Las celdas eran unos cuartos, de menos cuatro metros cuadrados, donde podían meter hasta dieciséis personas juntas, sin más ventana que un ventanuco en la puerta por donde recibían el rancho y que sólo dejaba pasar la luz si el carcelero era piadoso. Allí lo hacían todo, dormir, ¿rezar?, comer y aliviarse en unos agujeros del suelo; mezclados los asesinos desalmados, con los pobres dementes y las inocentes víctimas de injusticias o venganzas. A los que se quería castigar, las celdas no eran castigo, se los arrojaba a un pequeño calabozo, ya que carecía de escalera, por un hueco en el suelo, cayendo desde una altura de unos tres metros, donde permanecerían a oscuras y donde convivirían con sus propias heces, sus orines, las fracturas ocasionadas por la entrada en el calabozo, enfermedades infecciosas y las congojas de quienes compartieran su suerte.

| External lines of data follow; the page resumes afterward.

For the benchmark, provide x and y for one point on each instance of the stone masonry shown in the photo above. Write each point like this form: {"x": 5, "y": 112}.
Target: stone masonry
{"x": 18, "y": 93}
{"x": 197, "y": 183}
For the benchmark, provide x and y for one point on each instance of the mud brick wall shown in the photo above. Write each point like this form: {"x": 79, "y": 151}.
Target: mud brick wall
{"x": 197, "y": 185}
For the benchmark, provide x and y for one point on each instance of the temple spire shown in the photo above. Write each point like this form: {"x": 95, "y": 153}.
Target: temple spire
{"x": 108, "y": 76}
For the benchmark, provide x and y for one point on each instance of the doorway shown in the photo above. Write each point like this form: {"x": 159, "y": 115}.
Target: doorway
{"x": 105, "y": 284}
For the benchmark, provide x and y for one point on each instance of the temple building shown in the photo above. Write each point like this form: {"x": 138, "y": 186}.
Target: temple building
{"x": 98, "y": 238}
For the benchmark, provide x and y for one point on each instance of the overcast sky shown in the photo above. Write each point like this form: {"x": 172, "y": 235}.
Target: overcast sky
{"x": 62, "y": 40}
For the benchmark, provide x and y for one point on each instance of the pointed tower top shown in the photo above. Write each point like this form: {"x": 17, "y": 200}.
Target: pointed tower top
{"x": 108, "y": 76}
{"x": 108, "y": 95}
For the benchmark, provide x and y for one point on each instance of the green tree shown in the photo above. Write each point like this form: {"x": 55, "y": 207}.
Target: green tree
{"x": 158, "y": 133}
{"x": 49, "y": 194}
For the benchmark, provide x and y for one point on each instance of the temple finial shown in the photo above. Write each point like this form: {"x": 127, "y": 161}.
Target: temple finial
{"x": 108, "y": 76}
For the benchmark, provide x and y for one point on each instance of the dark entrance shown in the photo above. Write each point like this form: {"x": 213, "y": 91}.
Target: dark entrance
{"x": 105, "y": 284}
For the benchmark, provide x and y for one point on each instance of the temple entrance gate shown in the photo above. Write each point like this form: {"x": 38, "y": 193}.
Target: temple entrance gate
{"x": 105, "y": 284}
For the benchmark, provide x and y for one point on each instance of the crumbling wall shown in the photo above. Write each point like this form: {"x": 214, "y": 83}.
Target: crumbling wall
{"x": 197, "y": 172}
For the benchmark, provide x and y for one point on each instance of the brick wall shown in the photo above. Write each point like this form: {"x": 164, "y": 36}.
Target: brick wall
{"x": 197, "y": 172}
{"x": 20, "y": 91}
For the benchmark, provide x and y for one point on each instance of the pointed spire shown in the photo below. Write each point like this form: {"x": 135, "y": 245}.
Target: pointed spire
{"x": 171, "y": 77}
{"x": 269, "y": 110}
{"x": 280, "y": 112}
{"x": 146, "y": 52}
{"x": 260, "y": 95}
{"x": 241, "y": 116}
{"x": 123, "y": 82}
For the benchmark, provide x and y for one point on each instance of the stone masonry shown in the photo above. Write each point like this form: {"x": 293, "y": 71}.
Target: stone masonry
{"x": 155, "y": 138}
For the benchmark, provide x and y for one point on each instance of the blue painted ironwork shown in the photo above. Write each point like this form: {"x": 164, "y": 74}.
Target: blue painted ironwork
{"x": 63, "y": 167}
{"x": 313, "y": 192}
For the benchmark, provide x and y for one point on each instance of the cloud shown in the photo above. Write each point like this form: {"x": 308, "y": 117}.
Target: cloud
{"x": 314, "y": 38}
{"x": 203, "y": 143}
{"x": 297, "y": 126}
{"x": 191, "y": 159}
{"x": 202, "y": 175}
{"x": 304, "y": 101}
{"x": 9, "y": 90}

Pero aquí no hemos acabado, todavía queda un grado más de castigo, que no de tortura, que de eso no estoy hablando; la tortura se hacía con ingenios y herramientas malévolas. Toda la zona baja del edificio constituía el último de los calabozos, también sin ventilación, ni luz alguna. Podía tener en el suelo más de medio metro de paja podrida, heces y orines, pues ahí llegaba todo aquello que salía de los cuerpos de los que estaban en las celdas de más arriba y que, obviamente, no querían consigo deshaciéndose de ello por los orificios del suelo de las celdas. De este calabozo ya difícilmente salía nadie con vida, ni aún muerto, quedando los cadáveres descomponiéndose en ese pastoso estercolero. ¿Cuántos habría juntos sufriendo este tormento? Supongo que no lo sabrían ni los carceleros, aunque se encargaban de llevarlos alimentos de vez en cuando, no como labor humanitaria, sino para alargar sus penosas vidas y por tanto su castigo.
Pido disculpas a la guía que me explicó el edificio, por si he errado en algún detalle. Cómo no voy a errar, si sólo fío de mi memoria, mas no tiene importancia, ya que tan sólo he querido dar unas pinceladas impresionistas, de la sensación que me causó. Para hacerme perdonar, invito a los curiosos a visitar la villa de Pedraza, hermosa en muchos otros aspectos, ya que esta cárcel no era algo singular suyo, sino generalizado de cada villa, ciudad, reino o continente. Y tampoco era peor que las demás.
Así que ya ven, debemos agradecer el vivir en tiempos actuales en lugar de antiguos, tanto como penar por vivir en tiempos actuales en lugar de futuros. Aunque cuando hablo de vivir en tiempos actuales o pasados lo hago generalizando, ya que estoy pasando por alto casos concretos: uso de armas químicas en Siria este mismo verano, el internamiento de presos en Guantánamo, el uso del burka en mujeres de algunos países, las trincheras de la Primera Guerra mundial o los bombardeos de la Segunda.
A propósito, ¿les he contado ya que he escrito una novela histórica?
De sobra sé que sí, pero era la excusa que precisaba para volver a hablar de ella.